Economists forecast that applications ticked down by 1,000 last week to a seasonally adjusted 345,000, according to a survey by FactSet. The Labor Department will release the report at 8:30 a.m. EDT Thursday.
Applications are a proxy for layoffs. Any decline suggests that companies are cutting fewer jobs. Since November, applications have fallen about 7 percent. The less volatile four-week average fell to 338,000 in early May, the lowest since 2008, though it has risen since then.
Last week, the department said employers added 175,000 jobs in May, nearly matching the average monthly gain for the past year. The unemployment rate ticked up to 7.6 percent from 7.5 percent, but for a good reason: More Americans were confident they could find work and began searching for a job.
The economy grew at a solid annual rate of 2.4 percent in the first three months of the year. Consumer spending rose at the fastest pace in more than two years.
Economists worry that federal spending cuts and higher Social Security taxes, which started Jan. 1, might be slowing growth in the April-June quarter to an annual rate of 2 percent or less. But many expect growth will pick up again at the end of the year.
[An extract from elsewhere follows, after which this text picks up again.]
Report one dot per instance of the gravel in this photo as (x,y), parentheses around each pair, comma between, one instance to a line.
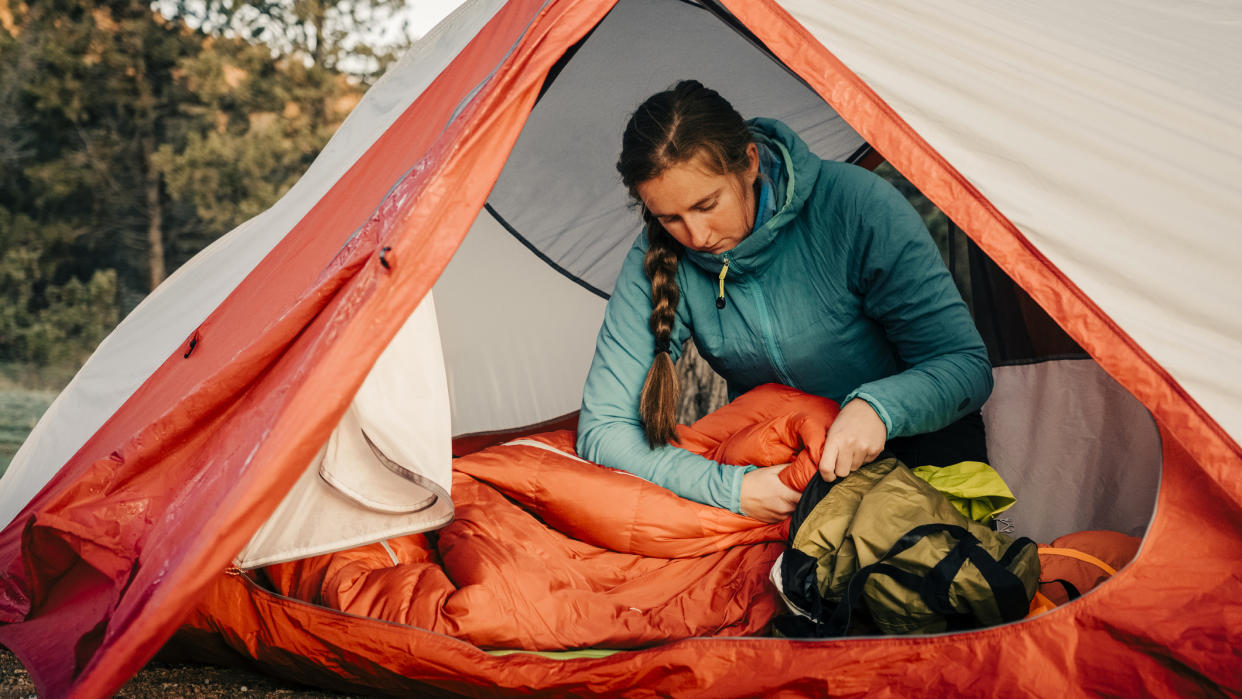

The department said earlier this week that more Americans quit their jobs in April compared with March. That's a sign of confidence in the job market, since most workers don't quit until they have another job or are sure they can find one. More quits also opens up jobs for other workers, or the unemployed, to take.
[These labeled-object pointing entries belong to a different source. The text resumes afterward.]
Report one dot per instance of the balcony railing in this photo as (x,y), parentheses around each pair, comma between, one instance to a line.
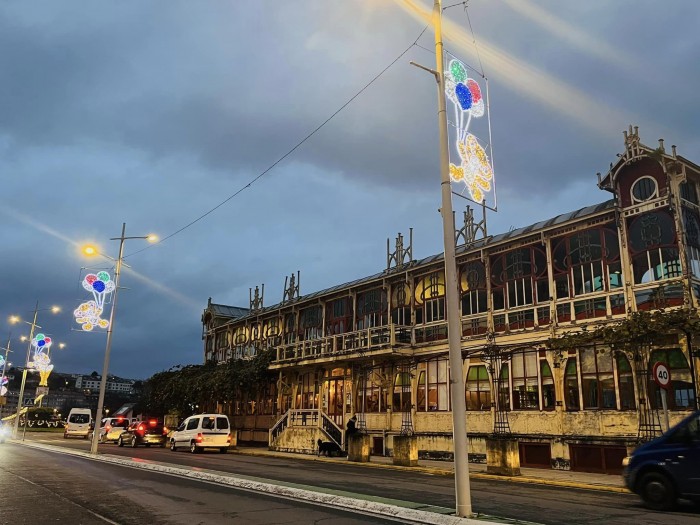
(360,341)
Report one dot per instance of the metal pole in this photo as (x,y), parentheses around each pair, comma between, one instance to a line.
(24,374)
(459,426)
(110,330)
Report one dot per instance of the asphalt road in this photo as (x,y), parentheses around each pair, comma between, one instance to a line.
(38,487)
(537,503)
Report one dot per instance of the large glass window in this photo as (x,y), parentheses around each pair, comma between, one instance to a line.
(525,381)
(519,278)
(547,385)
(587,262)
(371,309)
(653,247)
(625,383)
(680,394)
(339,316)
(401,401)
(571,397)
(478,389)
(597,380)
(472,283)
Overall hiring also picked up in April, the department said, as part of its Job Openings and Labor Turnover survey. Top officials at the Federal Reserve have said they are looking at the level of quits and overall hiring as part of their efforts to gauge the health of the job market.
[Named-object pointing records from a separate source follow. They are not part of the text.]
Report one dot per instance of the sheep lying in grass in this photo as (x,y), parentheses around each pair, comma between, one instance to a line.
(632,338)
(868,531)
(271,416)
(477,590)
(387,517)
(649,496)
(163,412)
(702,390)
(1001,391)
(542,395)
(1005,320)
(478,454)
On Wednesday, a survey of chief executives at the largest U.S. companies showed that they are more optimistic about sales in the next six months and plan to add more workers.
The Business Roundtable said its April-June quarterly survey found 32 percent of its members expect to expand payrolls in the next six months. That's up from 29 percent in the January-March survey. And 78 percent expect their sales to increase. That's up from 72 percent from the previous survey.
Small business owners are also a bit more optimistic, according to a separate survey by the National Federation of Independent Business, released Tuesday.